Je n’ai rien dit…

Je n’ai rien dit…

A la façon de … (Martin Niemöller ),

Quand ils nous ont dit : La loi du 31 juillet 1991 instaure la maîtrise des dépenses hospitalières.
– Je n’ai rien dit, je n’étais pas économiste


Quand Claude Evin a parlé d’hôpital-entreprise à la fin des années 80,
– Je n’ai rien dit, je n’étais pas entrepreneur,


Quand les gouvernants ont mis en œuvre la gestion-comptable en 90, pour les hôpitaux,
– Je n’ai rien dit, je n’étais pas dirigeant,


Quand Sarkozy et Bachelot ont mis en œuvre la loi H.P.S.T qui a donné le pouvoir au « patron » de l’hôpital, le directeur et rendu une administration toute-puissante,
– Je n’ai rien dit, je n’étais pas administratif,

Quand la gestionnite bureaucratique s’est mise en place,
– Je n’ai rien dit, je n’étais pas gestionnaire,


Quand Hollande et Marisol Touraine, ont supprimé 17500 sites de santé et supprimé 17500 lits,
– Je n’ai rien dit, je n’étais pas comptable,


Quand quelque trois milliards d’euros d’économies furent prévues, dont 860 millions issus de la “maîtrise de la masse salariale”, c’est à dire la suppression de 22.000 postes, soit 2% des effectifs,
– Je n’ai rien dit, je n’étais pas fonctionnaire,

Quand les salariés de l’hôpital psychiatrique du Rouvray à Sotteville-lès-Rouen (SeineMaritime), ont fait la grève de la faim en 2018,
– Je n’ai rien dit, je n’étais pas syndicaliste.


Quand les services d’urgences se sont mis en grève en 2019,
– Je n’ai rien dit, je n’étais pas urgentiste.


Quand Macron et Buzyn se sont moqués du mouvement des soignants au cours des dix derniers mois,
– Je n’ai rien dit, je n’étais pas soignant,

Quand les sbires de Castaner sont venus réprimer les manifestants des hôpitaux,
– Je n’ai rien dit, je n’étais pas hospitalier.

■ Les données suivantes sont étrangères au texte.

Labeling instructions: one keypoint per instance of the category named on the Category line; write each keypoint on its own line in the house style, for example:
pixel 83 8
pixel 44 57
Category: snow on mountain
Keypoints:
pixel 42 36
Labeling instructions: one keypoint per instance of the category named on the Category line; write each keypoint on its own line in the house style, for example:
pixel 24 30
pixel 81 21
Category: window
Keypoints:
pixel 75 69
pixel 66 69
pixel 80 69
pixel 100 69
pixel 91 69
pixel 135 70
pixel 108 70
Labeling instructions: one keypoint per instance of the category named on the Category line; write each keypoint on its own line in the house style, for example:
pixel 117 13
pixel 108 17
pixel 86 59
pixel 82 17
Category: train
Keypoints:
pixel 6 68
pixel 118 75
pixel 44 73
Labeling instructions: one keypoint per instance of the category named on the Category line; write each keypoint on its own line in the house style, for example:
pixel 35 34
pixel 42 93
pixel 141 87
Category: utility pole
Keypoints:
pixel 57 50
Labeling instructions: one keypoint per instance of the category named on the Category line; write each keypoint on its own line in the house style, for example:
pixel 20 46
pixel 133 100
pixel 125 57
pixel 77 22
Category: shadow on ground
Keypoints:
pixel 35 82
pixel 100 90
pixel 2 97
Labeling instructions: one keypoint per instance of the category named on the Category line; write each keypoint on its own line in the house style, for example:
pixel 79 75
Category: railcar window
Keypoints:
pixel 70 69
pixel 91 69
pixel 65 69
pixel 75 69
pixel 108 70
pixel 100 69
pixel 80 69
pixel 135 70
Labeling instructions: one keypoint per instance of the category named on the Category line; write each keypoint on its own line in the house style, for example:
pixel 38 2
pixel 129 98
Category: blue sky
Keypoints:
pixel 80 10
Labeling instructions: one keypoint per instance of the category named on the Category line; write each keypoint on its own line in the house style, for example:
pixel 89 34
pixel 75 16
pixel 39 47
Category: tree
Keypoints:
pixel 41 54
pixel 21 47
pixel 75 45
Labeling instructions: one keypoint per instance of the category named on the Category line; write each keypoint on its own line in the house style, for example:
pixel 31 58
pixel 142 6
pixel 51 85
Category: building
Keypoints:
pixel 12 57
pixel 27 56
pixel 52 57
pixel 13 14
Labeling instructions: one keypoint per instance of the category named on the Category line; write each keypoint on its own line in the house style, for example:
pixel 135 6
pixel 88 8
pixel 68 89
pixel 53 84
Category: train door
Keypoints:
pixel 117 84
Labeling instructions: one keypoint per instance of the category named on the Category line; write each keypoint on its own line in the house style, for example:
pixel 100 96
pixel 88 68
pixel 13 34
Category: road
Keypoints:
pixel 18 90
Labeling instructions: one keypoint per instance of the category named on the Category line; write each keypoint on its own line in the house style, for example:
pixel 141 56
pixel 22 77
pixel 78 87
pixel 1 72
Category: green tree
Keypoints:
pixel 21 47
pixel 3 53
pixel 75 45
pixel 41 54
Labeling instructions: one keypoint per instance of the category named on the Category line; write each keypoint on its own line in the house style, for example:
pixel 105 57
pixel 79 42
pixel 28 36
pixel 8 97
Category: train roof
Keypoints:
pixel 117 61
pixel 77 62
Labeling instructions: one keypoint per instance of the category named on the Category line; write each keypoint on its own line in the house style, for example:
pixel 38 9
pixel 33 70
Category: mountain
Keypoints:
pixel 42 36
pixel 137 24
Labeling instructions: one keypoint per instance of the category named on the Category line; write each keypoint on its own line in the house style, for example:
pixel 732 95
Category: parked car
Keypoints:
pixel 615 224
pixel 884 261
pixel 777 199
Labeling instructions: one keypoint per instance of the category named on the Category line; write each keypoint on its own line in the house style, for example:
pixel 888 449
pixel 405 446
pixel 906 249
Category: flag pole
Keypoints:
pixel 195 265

Quand Macron a supprimé en 3 ans 4172 lits dans 3000 services de santé publique,
– Je n’ai rien dit, je n’étais pas hospitalisé,

Mais quand le coronaromachin, le Covid 19, est arrivé, qu’il nous est tombé dessus, Là, j’ai paniqué : ▪ Il n’y avait plus assez de lits pour les hospitalisations, plus assez de places en réanimation, ▪ Il n’y avait plus assez de soignants pour nous soigner, ▪ Il n’y avait pas assez de masques pour protéger les soignants

Face à la pénurie organisée depuis trente ans par ces gouvernants irresponsables appliquant la même politique néolibérale, ▪ ils ont commencé à trier les malades à soigner, ▪ à laisser de côté les malades et les soignants en psychiatrie, ▪ à isoler les personnes âgées dans les EPHAD, à les oublier.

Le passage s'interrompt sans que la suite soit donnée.